Safety. Production. Cost reduction. Run Time. Efficiency. Innovation. Profitability.
Each of the potential outcomes above requires adjustments in operations, equipment and analysis. Automation is the foundation and the road to the destination, and data is the vehicle that gets us there. Perhaps the question that we should be asking ourselves is why should I use data driven decision making instead of intuitive decision making?

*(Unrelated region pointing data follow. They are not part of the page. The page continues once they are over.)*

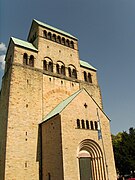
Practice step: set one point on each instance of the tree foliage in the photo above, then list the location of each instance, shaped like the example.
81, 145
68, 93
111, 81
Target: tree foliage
124, 151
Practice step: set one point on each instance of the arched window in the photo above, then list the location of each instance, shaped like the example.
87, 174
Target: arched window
67, 42
69, 71
85, 165
87, 124
58, 68
78, 123
59, 39
63, 41
83, 124
50, 66
25, 59
49, 36
44, 65
54, 37
31, 61
63, 69
85, 76
72, 44
74, 73
89, 78
91, 125
96, 125
45, 33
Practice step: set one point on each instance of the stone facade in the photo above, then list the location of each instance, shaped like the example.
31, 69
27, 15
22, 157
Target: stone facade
40, 74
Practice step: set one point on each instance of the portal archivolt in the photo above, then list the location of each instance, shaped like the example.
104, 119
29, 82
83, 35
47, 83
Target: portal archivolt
91, 161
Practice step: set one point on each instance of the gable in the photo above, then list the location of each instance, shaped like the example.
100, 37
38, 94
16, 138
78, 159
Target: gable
79, 101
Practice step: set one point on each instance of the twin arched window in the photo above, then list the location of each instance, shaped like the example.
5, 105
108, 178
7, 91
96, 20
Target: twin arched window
87, 77
60, 68
93, 125
58, 39
28, 60
48, 65
72, 72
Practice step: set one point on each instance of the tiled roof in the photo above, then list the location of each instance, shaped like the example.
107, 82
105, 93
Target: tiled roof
23, 43
59, 108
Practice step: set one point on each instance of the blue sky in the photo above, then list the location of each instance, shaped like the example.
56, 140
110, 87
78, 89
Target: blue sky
106, 33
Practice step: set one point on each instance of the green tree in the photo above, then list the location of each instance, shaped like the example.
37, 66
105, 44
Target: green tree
124, 151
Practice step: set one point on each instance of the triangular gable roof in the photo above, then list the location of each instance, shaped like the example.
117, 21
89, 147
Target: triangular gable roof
23, 43
60, 107
87, 65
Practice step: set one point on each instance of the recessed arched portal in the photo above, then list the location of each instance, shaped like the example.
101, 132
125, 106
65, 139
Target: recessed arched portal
91, 161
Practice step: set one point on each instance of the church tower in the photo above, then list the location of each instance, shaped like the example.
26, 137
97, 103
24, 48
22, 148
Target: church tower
52, 123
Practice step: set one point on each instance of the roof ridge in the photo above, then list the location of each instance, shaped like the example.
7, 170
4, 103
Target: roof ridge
62, 105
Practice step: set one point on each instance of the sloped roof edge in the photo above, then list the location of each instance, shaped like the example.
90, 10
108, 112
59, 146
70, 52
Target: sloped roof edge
59, 108
87, 65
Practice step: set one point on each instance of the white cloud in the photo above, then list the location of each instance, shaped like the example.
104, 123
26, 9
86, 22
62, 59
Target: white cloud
2, 62
3, 47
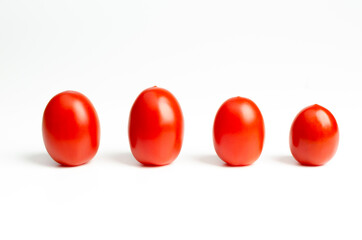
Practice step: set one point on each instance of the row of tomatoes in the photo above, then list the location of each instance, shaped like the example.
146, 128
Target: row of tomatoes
71, 130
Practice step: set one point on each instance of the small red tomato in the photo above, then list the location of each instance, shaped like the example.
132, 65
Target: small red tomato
314, 136
155, 127
239, 132
71, 129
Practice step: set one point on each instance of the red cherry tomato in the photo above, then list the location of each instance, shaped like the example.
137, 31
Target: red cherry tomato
314, 136
71, 129
239, 132
155, 127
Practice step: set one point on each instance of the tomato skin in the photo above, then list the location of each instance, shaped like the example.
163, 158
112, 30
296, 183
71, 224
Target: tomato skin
71, 130
314, 136
238, 132
155, 127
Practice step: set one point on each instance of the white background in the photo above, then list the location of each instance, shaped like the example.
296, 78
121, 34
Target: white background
284, 55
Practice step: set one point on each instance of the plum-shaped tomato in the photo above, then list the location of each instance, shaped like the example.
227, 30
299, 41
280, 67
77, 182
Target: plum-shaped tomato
238, 132
155, 127
71, 129
314, 136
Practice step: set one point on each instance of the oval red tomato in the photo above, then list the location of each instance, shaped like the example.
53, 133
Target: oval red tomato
155, 127
238, 132
71, 129
314, 136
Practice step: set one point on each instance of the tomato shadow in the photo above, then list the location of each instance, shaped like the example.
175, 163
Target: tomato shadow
42, 159
125, 158
212, 159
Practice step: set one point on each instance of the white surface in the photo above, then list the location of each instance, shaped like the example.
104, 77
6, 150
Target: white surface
284, 55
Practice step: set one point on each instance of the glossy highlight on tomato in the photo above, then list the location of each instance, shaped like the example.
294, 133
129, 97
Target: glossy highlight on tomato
238, 132
155, 127
314, 136
71, 130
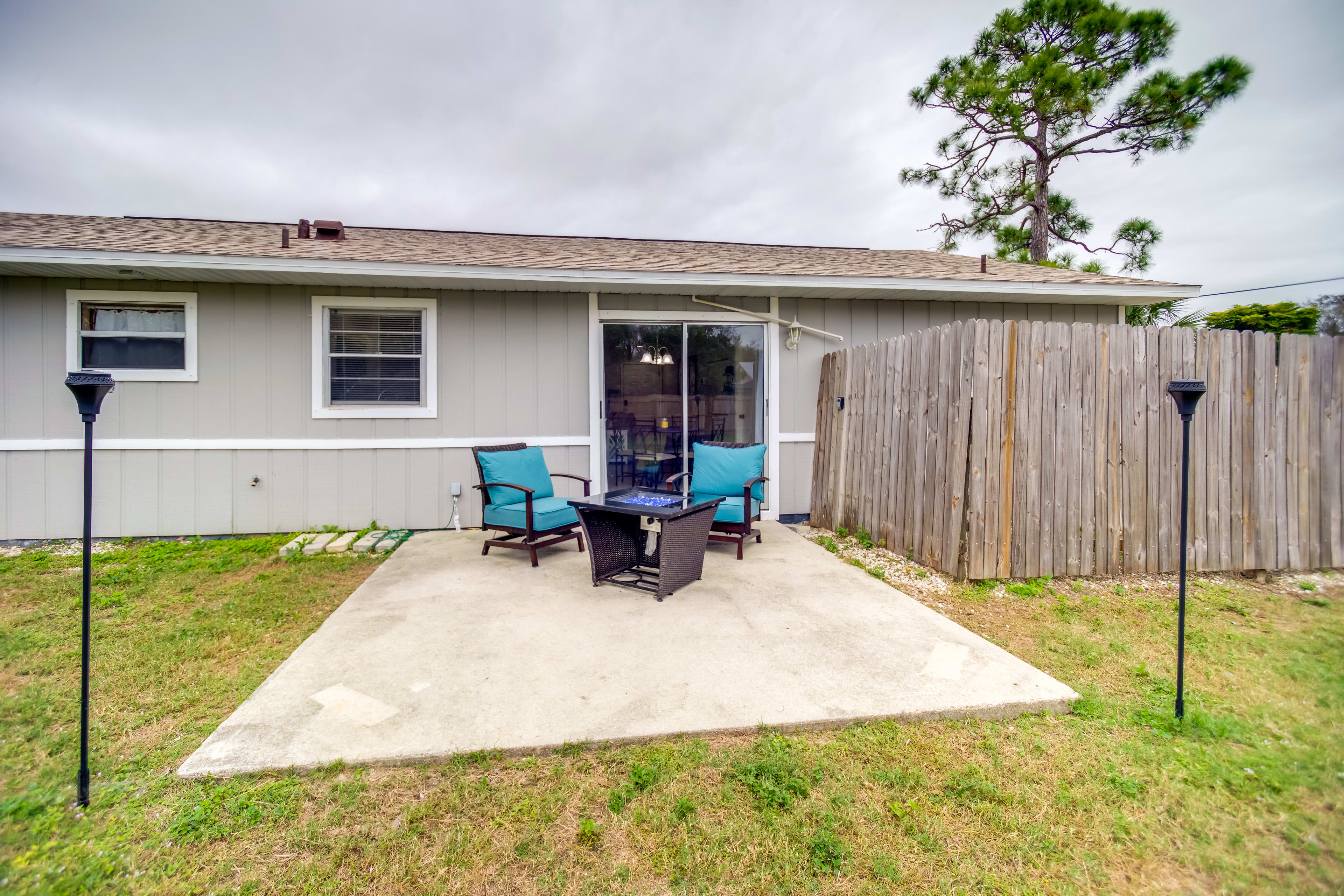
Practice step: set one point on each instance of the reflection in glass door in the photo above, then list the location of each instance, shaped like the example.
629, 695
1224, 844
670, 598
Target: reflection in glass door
658, 407
643, 375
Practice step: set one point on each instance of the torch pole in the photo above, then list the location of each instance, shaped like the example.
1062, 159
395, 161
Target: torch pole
83, 800
1184, 551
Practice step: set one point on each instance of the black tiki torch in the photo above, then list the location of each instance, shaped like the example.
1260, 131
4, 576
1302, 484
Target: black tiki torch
89, 389
1186, 394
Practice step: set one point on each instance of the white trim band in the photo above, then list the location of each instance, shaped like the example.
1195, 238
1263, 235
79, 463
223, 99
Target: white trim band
584, 281
287, 445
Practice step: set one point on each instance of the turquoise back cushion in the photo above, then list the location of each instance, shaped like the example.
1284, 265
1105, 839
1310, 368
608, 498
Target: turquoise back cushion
525, 468
721, 471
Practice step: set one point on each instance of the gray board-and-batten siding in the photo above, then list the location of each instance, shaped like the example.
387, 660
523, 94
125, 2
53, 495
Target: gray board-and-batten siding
511, 366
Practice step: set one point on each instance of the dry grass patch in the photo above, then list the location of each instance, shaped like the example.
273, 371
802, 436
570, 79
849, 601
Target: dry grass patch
1245, 797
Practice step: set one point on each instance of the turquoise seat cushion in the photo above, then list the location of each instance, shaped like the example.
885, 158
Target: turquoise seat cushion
547, 514
720, 471
526, 468
730, 510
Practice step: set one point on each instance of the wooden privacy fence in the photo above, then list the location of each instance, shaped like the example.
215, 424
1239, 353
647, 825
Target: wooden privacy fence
992, 449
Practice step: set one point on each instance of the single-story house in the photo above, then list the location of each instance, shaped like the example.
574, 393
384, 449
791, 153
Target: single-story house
283, 377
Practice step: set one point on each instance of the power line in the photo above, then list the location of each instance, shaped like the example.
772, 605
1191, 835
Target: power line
1254, 289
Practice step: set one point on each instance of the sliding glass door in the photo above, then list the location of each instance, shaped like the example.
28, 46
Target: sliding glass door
670, 386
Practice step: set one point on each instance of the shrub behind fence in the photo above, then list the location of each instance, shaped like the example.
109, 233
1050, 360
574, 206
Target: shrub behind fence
999, 449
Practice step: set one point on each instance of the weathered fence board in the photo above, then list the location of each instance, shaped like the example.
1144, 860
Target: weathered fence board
998, 449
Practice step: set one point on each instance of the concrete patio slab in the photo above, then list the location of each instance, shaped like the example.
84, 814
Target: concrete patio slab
445, 652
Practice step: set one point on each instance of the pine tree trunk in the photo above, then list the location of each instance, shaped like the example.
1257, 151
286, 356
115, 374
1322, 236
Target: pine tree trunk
1041, 214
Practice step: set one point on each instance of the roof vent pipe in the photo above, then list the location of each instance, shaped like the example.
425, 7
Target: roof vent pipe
330, 230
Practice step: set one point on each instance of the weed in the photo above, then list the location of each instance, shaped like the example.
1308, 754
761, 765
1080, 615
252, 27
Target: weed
773, 773
1065, 612
1029, 589
642, 778
886, 868
971, 786
904, 811
827, 852
1127, 785
589, 835
899, 778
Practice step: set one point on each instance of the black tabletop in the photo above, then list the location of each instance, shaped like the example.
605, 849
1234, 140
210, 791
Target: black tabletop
660, 506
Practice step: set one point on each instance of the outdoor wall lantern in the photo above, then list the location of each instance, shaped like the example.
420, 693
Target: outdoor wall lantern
89, 389
1186, 394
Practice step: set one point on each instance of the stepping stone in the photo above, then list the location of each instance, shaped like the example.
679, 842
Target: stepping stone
342, 543
319, 543
365, 545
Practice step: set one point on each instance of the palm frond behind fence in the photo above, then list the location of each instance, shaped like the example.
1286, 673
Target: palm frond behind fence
992, 449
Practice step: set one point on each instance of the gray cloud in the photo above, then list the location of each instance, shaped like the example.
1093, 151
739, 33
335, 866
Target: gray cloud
777, 121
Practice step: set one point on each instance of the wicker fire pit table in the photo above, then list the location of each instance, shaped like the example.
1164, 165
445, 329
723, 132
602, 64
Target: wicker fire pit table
644, 539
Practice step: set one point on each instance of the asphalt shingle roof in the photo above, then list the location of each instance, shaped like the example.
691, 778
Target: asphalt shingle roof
514, 250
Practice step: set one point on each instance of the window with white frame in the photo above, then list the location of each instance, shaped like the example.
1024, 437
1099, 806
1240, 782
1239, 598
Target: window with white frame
132, 335
373, 358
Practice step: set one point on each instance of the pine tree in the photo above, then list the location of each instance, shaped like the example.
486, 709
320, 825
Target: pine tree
1040, 83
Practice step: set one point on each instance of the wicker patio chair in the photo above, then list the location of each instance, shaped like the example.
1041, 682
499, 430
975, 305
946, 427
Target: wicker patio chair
519, 500
717, 473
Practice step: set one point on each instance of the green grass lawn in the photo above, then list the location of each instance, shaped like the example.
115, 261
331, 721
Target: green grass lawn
1245, 797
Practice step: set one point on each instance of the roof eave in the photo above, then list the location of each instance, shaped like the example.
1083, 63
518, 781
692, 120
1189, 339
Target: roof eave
97, 264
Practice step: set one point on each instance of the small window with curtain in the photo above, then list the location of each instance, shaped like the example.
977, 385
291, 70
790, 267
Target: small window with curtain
115, 338
376, 357
132, 335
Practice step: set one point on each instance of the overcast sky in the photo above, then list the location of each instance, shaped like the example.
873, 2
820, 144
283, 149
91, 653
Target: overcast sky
776, 121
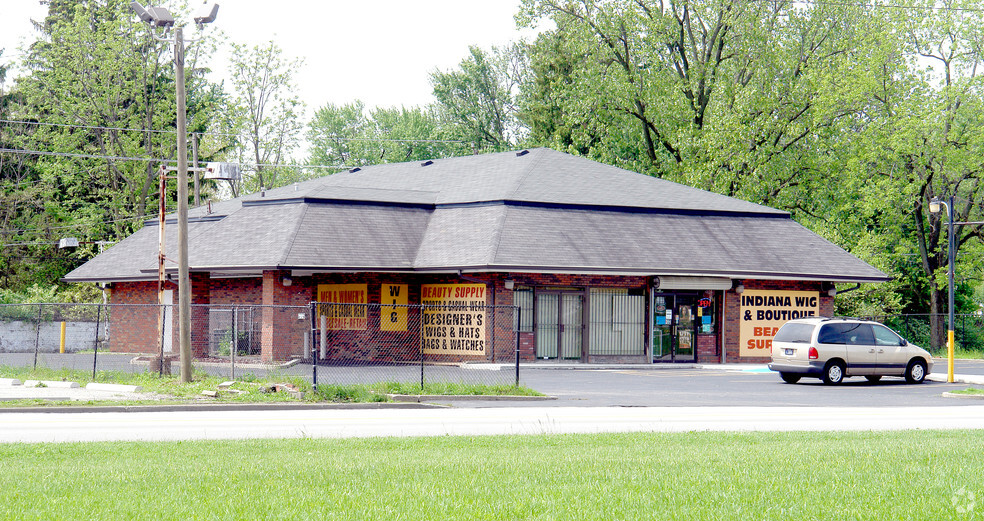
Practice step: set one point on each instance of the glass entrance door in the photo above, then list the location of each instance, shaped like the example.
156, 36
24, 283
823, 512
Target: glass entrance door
559, 325
674, 328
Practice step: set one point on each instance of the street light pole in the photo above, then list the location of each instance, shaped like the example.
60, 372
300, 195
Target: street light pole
184, 280
160, 17
934, 207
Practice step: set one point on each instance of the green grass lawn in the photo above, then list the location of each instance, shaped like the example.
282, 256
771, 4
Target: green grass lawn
892, 475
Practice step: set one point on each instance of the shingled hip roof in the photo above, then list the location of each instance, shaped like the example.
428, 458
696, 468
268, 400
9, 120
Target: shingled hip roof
539, 211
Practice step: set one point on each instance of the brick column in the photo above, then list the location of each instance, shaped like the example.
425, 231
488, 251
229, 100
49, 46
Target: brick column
275, 345
201, 285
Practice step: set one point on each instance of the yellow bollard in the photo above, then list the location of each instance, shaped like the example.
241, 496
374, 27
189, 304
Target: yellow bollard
949, 356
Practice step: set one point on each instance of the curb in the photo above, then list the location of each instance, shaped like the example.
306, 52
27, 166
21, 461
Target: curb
964, 396
422, 398
117, 388
233, 407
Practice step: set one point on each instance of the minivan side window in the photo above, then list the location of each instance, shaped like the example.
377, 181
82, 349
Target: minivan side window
848, 333
885, 336
795, 333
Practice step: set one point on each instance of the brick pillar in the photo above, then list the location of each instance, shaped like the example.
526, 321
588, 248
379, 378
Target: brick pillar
275, 345
201, 285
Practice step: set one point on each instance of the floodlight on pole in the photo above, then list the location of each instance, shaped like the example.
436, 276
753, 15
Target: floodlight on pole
160, 17
934, 207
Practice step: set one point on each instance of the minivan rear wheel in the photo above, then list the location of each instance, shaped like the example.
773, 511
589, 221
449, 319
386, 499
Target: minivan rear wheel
915, 373
789, 378
833, 373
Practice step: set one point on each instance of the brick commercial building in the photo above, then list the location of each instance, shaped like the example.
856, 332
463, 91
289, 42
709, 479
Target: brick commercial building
603, 264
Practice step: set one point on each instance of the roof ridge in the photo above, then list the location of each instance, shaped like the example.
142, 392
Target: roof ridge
529, 170
289, 247
497, 234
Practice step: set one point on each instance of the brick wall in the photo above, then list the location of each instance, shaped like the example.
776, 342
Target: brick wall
133, 326
286, 332
732, 311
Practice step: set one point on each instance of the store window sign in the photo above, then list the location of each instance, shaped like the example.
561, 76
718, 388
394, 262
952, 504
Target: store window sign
393, 317
763, 312
346, 306
453, 319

Companies go to great lengths to find and hire smart and intelligent people with significant relevant experience – one of the prevalent thoughts is that if companies spend considerable time and effort to find experienced workers that they should let them manage and make decisions. Certainly they should, but how do they also ensure transparency, consistency and continuous growth? While many people still use intuition or “gut feel” to make decisions1, most organizations realize that data driven decision making helps eliminate biases and false assumptions and can lead to an accurate perspective on the status of the company, in addition to being proactive and realizing cost savings. While many times intuition provides us with a direction in which to travel, data provides the justification and forms the story around which a business case can be developed. The benefits of DDDM can depend on who is looking at the data, what data are they looking at, and what questions are being asked. For example, a COO may wish to better understand the efficacy of the corporate safety program and may wish to look at incident information – severity and frequency, mean time between incidents, near misses. All this data can be queried, presented and visualized using corporately collected information and enterprise level software. The time frames viewed can vary from months to years and from location to location as the COO investigates data from plants within the corporate fleet. Plant Managers or production managers may wish to investigate how to increase production levels to meet targets. The answer may not necessarily lie in faster operation or more feedstock but rather in more efficient operations – machine downtime, equipment availability or bottlenecks on the production line. The data will tell them the story and point them to the likely causes of issues.
Often, recognizing patterns in data can lead to changing processes, doing things differently, innovations. When implemented across plants or enterprise wide, these innovations often lead to significant top line enhancements and bottom-line improvements resulting in increases in corporate profitability. Knowing where to focus efforts and direct investment dollars can often be equally as important as the investment itself. Directed investments complemented with justification based on the data can improve safety, enhance throughput, inspire innovation and drive profitability.